To establish the optimal threshold for taxon delimitation we used the function localMinima of the SPIDER software (Species Identity and Evolution in R) v. 1.1.2 . This method uses the Kimura-2-Parameter distance matrix to create a density object from which it infers the transition between intra- and inter-group (i.e., species or other genetically oligomorphic groups) distances from a depression in density of the genetic distances . The advantage of this method is that it does not require a priori knowledge of the identity of the taxon, i.e., species identity. Because the occurrence of singletons, i.e., taxa represented by only one individual, may cause problems in this analysis [29, 77] we run the analyses both including and “Excluding Singletons”.
OTU’s were then defined with the module “Cluster” of the software TaxonDNA/SpeciesIdentifier v.1.7.7-dev3  using the thresholds established with SPIDER. Comparing the results of preliminary analyses to the terminal groups obtained by the phylogenetic trees showed a generally close correspondence between the OTU’s proposed by TaxonDNA and the terminal groups of the phylogenetic trees. However, the correspondence was best if the analysis was performed on subsets rather than the entire data set, indicating differences in threshold levels between taxonomic groups as was demonstrated before for other taxa (e.g., [78–80]. In general, genera clustered into one single or few groups. We therefore performed the analyses with six groups, the five genera for which we had more than 15 species each, i.e., Anastrepha (including the single group of the closely related genus Toxotrypana, T. curvicauda), Bactrocera, Ceratitis, Dacus, Rhagoletis, and the remaining samples were pooled as the group “Others”. Because the terminal groups were in almost all cases identical between the three methods the NJ method was used with the same parameters as described under “Cluster analysis” to build the trees for the six groups mentioned above.
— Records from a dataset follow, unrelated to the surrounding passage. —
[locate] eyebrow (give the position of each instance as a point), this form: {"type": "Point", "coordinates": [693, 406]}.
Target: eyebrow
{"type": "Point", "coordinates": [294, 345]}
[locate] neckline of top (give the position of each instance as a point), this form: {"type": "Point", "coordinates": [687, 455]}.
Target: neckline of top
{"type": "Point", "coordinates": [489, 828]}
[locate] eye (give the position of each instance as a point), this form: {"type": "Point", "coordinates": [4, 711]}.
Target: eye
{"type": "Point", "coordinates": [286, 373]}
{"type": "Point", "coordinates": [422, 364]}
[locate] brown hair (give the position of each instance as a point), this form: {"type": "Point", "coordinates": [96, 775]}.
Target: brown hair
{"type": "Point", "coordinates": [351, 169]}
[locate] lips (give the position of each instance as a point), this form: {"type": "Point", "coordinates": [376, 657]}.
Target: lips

Determining near-minimal diagnostic SNP sets
In a further step, we elaborated OTU-diagnostic sets of single nucleotide polymorphisms (SNPs). Each position in the COI alignment that was not identical in all OTUs was polymorphic and hence the corresponding nucleotide of each taxon was considered a SNP. The problem was to find the minimum number of any combination of SNPs that differentiates each taxon pair by at least one or, preferably, several SNPs. The number of possible SNP combinations that have to be checked to find the minimal number of SNPs differentiating each taxon from every other by at least, say, four SNPs, well exceeds 1028 and hence cannot be exhaustively explored. We therefore designed a Visual Basic script to screen one million different sets of random composition of candidate SNPs for those that fulfill the requirements (i.e., at least three or four SNPs of difference among all taxa). To enable this, we first generated a consensus sequence of each of the OTU’s established with TaxonDNA in geneious using IUB codes for ambiguous bases. The consensus sequences were then used as input files for the script. A maximum of twenty-five SNP’s of each taxon were chosen for the selection procedure, with preference given to non-silent SNP’s and to SNP’s with higher variance, i.e., the occurrence of more than one alternative base at that position of the alignment. The script is available from JEF upon request.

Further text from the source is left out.